Simon McVittie <s...@debian.org> writes:
> On Sun, 26 Jan 2025 at 09:14:30 -0800, Russ Allbery wrote:

>> maybe it's more common these days to have plugin libraries that aren't
>> linked with libc? Back in the day, it was very rare for people to
>> successfully manage to write code that never called a libc symbol.

> In ecosystems with a "platform" runtime library like GLib, Qt or even
> SDL, and especially when intending to be portable to Windows and macOS
> as well as Linux and other Unixy platforms, it's very common to write
> code that only ever calls into that runtime library, and never directly
> calls libc functions. I think the reason Jeremy is so negative about
> this lintian check is that false positives are particularly common in
> GNOME, where basically everything is linked to GLib and uses its
> functions in preference to going directly to libc.

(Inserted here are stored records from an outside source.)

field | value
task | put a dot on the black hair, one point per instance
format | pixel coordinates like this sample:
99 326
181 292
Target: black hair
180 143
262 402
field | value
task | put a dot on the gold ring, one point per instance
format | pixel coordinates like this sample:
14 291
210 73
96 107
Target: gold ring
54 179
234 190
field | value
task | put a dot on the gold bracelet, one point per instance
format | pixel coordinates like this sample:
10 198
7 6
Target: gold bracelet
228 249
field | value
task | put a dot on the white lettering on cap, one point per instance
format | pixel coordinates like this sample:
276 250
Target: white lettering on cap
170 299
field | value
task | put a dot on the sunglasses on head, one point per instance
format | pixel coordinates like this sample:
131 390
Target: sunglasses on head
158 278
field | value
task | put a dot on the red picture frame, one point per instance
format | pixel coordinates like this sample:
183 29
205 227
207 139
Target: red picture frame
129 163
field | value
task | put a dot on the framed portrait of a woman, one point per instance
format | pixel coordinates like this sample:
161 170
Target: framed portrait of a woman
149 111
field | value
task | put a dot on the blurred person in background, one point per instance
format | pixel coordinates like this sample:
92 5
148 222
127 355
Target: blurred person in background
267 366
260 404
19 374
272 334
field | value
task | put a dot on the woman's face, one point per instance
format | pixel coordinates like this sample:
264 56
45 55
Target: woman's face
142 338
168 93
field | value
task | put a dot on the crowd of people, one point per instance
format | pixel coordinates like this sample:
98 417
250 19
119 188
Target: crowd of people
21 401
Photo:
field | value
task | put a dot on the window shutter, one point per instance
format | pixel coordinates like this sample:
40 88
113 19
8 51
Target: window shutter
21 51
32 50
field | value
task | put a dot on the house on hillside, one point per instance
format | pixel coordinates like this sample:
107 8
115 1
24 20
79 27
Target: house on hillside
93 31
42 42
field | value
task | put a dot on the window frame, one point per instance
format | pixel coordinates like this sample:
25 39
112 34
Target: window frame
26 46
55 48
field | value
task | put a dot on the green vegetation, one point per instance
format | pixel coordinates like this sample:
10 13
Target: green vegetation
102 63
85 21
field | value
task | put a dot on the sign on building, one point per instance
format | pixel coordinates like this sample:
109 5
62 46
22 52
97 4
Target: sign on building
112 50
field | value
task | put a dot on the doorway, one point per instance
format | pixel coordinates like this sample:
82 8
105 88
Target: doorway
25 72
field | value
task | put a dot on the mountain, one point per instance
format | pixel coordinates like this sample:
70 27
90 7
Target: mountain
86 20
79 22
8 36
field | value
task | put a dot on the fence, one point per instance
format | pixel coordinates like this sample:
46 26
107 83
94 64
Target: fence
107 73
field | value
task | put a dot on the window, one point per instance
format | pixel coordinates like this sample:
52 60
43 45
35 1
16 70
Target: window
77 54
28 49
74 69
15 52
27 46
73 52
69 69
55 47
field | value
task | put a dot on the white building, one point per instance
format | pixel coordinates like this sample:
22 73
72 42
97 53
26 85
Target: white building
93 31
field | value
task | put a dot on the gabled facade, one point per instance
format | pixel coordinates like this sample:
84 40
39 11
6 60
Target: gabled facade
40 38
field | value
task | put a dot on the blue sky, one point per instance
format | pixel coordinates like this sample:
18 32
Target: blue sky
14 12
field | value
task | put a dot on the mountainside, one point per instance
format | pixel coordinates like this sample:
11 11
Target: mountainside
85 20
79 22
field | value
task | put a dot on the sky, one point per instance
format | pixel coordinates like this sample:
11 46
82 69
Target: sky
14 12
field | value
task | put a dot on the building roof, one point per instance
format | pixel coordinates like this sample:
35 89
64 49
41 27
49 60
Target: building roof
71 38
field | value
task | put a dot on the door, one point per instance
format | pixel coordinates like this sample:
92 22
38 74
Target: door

I suspect what's changed since the introduction of this tag is that use of
as-needed is now much more common and as-needed is removing the libc
dependency. That specific pattern is safe, since the libc dependency would
be introduced if it were needed in the future. Unfortunately, Lintian
currently can't distinguish between that case and the case where the
linker was told not to link against libc at all.

In theory it would be possible to do better in Lintian by scanning the
symbol table to see if the libc dependency is really unneeded. But doing
that sounds at least a little annoying. Downgrading the tag is not really
a fix. That doesn't make the false positives go away; it just encourages
people to ignore more Lintian tags. If people think the problem the tag
was designed to detect is so rare as to warrant downgrading to pedantic, I
would just delete the check entirely.

I have a warning flag set in the back of my head that it's possible for
GCC to introduce calls into libc even if they're not present in the source
(memcpy, maybe?) unless you explicitly tell it to build things in
standalone mode, although maybe I'm misremembering. It's certainly easy to
introduce a libc dependency by writing normal C code and calling some
function that's universally available, including on Windows, without
thinking about it, thus making the state of "not using libc" somewhat
unstable. But problems like that combined with a build system error of
omitting libc entirely are probably much less common than as-needed
removing libc because it's not needed.